O cenário do mercado de trabalho brasileiro está passando por uma mudança demográfica profunda, impulsionada pelo envelhecimento populacional. Atualmente, os empreendedores da Economia Prateada já somam 4,5 milhões de pessoas no Brasil. O grupo é representando por brasileiros com mais de 60 anos que optaram por abrir o próprio negócio.

Segundo dados do Sebrae Nacional, esse número registrou um crescimento expressivo de 58,6% na última década. Nesse contexto, o empreendedorismo sênior se consolidou como uma das vertentes mais dinâmicas da economia atual.

Esse movimento reflete uma mudança de paradigma. O envelhecimento deixou de ser sinônimo de inatividade e passa a significar novo propósito, com um suporte institucional que tem acompanhado essa demanda. Em 2025, programas de capacitação voltados para este público atenderam 869 mil pessoas. A projeção para 2026 é superar a marca de 1 milhão de atendimentos.

O foco é oferecer as ferramentas necessárias para que a experiência acumulada ao longo de décadas se transforme em negócios sustentáveis e lucrativos.

A força dos empreendedores da Economia Prateada e o foco em propósito

A motivação para empreender na maturidade vai além da questão financeira. Para muitos, é uma "segunda carreira" fundamentada em valores pessoais e sociais. Em entrevista à Agência Brasil, a gestora nacional do programa Empreendedorismo Sênior 60+ do Sebrae, Gilvany Isaac, descreve esse fenômeno como uma "onda forte". Um movimento que é impulsionado pelo desejo de permanência ativa na sociedade.

“Existe uma possibilidade de carreira, de continuidade. Tenho visto que as pessoas de 60 anos se identificam com um propósito. Elas querem algo que tenha a ver com a sua experiência, mas que resolva também problemas da comunidade”, aponta Gilvany.

De acordo com a especialista, há uma forte inclinação dos empreendedores da Economia Prateada para setores que valorizam saberes tradicionais. Artesanato, cultura de sementes e uso de ervas medicinais fazem parte desse nicho. Um exemplo prático dessa atuação ocorre no Sul do país. Na região, mulheres de comunidades pesqueiras transformam redes de pesca descartadas em itens de artesanato.

Foco na mesa de trabalho de artesanato de uma mulher que faz parte do grupo de empreendedores da Economia Prateada. Crédito: Lee Charlie/Shutterstock

Mudança demográfica e o combate ao etarismo

A ascensão dos empreendedores da Economia Prateada está totalmente relacionada ao aumento da expectativa de vida no Brasil. Em 1980, a expectativa ao nascer era de 62,6 anos. Em 2023, o índice saltou para 76,4 anos. Esse ganho de longevidade alterou a composição da População em Idade Ativa (PIA). Atualmente, um quinto dos brasileiros aptos a trabalhar tem 60 anos ou mais.

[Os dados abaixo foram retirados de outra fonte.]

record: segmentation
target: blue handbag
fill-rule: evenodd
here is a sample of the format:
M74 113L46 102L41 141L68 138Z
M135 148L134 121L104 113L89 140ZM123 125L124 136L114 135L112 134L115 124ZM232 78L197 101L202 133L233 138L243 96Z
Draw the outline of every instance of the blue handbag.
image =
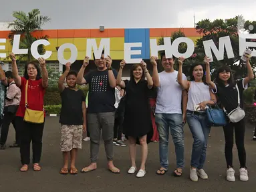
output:
M227 125L226 115L222 109L220 109L215 101L215 107L209 106L206 109L208 121L213 127L225 126Z

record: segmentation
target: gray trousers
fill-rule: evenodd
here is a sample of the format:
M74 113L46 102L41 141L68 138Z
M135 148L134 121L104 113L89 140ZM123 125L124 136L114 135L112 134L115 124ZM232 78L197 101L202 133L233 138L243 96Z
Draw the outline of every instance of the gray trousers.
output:
M104 141L105 151L108 161L112 161L113 149L113 127L114 123L114 112L88 113L87 121L90 134L91 163L98 160L100 140L100 130Z

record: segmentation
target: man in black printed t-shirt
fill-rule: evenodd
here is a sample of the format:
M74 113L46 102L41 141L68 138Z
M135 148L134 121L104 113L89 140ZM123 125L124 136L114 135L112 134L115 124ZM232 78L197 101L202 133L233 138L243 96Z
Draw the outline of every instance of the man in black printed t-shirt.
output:
M110 57L105 58L104 51L100 59L94 58L94 63L97 69L89 72L83 77L84 70L89 64L89 58L86 57L77 79L78 84L89 83L87 119L90 133L91 164L83 168L81 172L88 173L97 169L102 131L108 169L114 173L120 173L120 170L113 164L112 143L116 102L114 94L118 73L111 67L112 61Z

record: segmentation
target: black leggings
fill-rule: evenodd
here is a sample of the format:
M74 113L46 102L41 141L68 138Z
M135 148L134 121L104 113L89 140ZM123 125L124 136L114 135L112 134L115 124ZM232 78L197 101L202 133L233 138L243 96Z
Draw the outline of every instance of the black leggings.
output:
M223 127L225 139L225 154L227 167L233 167L233 146L234 143L234 129L235 144L238 151L240 167L246 167L246 152L245 149L245 121L242 119L238 123L229 123Z
M116 111L115 123L114 125L114 138L121 140L123 131L124 114L122 114L122 113L118 113L118 110Z
M42 137L44 123L34 124L23 121L23 117L16 117L17 125L20 126L20 153L22 165L30 163L30 143L32 141L33 163L39 163L42 151Z

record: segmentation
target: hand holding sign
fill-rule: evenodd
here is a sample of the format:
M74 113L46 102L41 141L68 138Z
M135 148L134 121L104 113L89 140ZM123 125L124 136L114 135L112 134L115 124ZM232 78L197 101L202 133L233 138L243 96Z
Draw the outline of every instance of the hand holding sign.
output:
M142 61L141 61L140 64L142 66L143 70L146 71L146 63L142 60Z
M70 66L71 66L70 62L68 62L67 63L66 63L66 71L70 71Z
M122 60L120 63L120 69L124 69L124 66L126 65L126 62L124 60Z
M252 51L251 49L246 49L245 51L243 53L242 57L241 57L241 59L245 62L249 61L250 59L251 58L251 52Z
M178 58L178 65L182 65L183 64L183 61L185 60L185 58L184 58L183 57L180 57Z
M207 65L210 65L211 58L209 57L205 56L204 58L204 62Z
M89 57L86 57L84 59L84 63L83 63L83 66L84 67L86 67L87 65L89 65Z
M11 61L16 61L15 54L14 54L13 53L11 53L9 56L10 56L10 58L11 58Z
M150 57L150 63L151 63L151 64L153 66L157 66L157 63L156 63L156 59L158 59L158 58L156 57L151 56L151 57Z
M108 55L108 57L106 58L106 61L107 61L107 67L110 68L111 65L112 65L112 59L111 59L111 57L110 55Z
M41 68L46 67L45 59L43 57L38 58L38 61L39 62Z

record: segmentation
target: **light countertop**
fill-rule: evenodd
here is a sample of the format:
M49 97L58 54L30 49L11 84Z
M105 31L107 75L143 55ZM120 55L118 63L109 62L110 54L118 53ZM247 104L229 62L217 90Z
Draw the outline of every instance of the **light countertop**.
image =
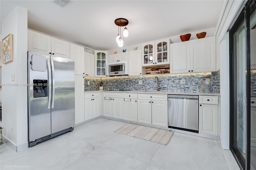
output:
M150 94L177 94L182 95L198 95L198 96L220 96L219 93L193 93L184 92L173 92L170 91L118 91L118 90L98 90L84 92L84 93L92 93L94 92L108 92L114 93L149 93Z

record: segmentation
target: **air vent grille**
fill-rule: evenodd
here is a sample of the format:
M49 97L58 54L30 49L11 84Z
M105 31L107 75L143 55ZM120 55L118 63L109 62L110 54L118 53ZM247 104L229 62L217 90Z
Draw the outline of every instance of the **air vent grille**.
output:
M64 7L70 3L72 2L72 1L70 0L54 0L52 1L52 2L62 7Z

Estados como Rio de Janeiro (24,1%), Rio Grande do Sul (23,7%) e São Paulo (21,7%) lideram o ranking de proporção de idosos na força de trabalho. Janaína Feijó, pesquisadora do Instituto Brasileiro de Economia da Fundação Getulio Vargas (Ibre/FGV), explica, em entrevista à Agência Brasil, que a visão estereotipada sobre o idoso precisa ser atualizada com urgência.

“Ao contrário de estereótipos antigos que associavam o envelhecimento à inatividade ou à dependência, a Geração Prateada é marcada por um perfil mais saudável, engajado e consumidor”, destaca Janaína.

Entretanto, o mercado formal ainda apresenta barreiras significativas. O etarismo permanece como um dos principais obstáculos. A especialista enfatiza que a inclusão dos mais velhos é uma necessidade econômica estratégica para o país, considerando que a taxa de reposição de jovens no mercado de trabalho está diminuindo.

Formalização como garantia de direitos

Para a pesquisadora da FGV, o empreendedorismo surge como uma alternativa natural para quem já se aposentou, mas não quer abrir mão da convivência profissional e da autonomia. Contudo, Janaína alerta para a necessidade de profissionalização dos empreendedores da Economia Prateada.

A formalização do negócio é apontada como um passo crucial para evitar que o empreendedor sênior caia em situações de vulnerabilidade jurídica ou financeira. Ao se formalizar, o empresário garante acesso a benefícios previdenciários e maior facilidade de crédito. Isso assegura que sua nova jornada no mundo dos negócios seja tão segura quanto produtiva.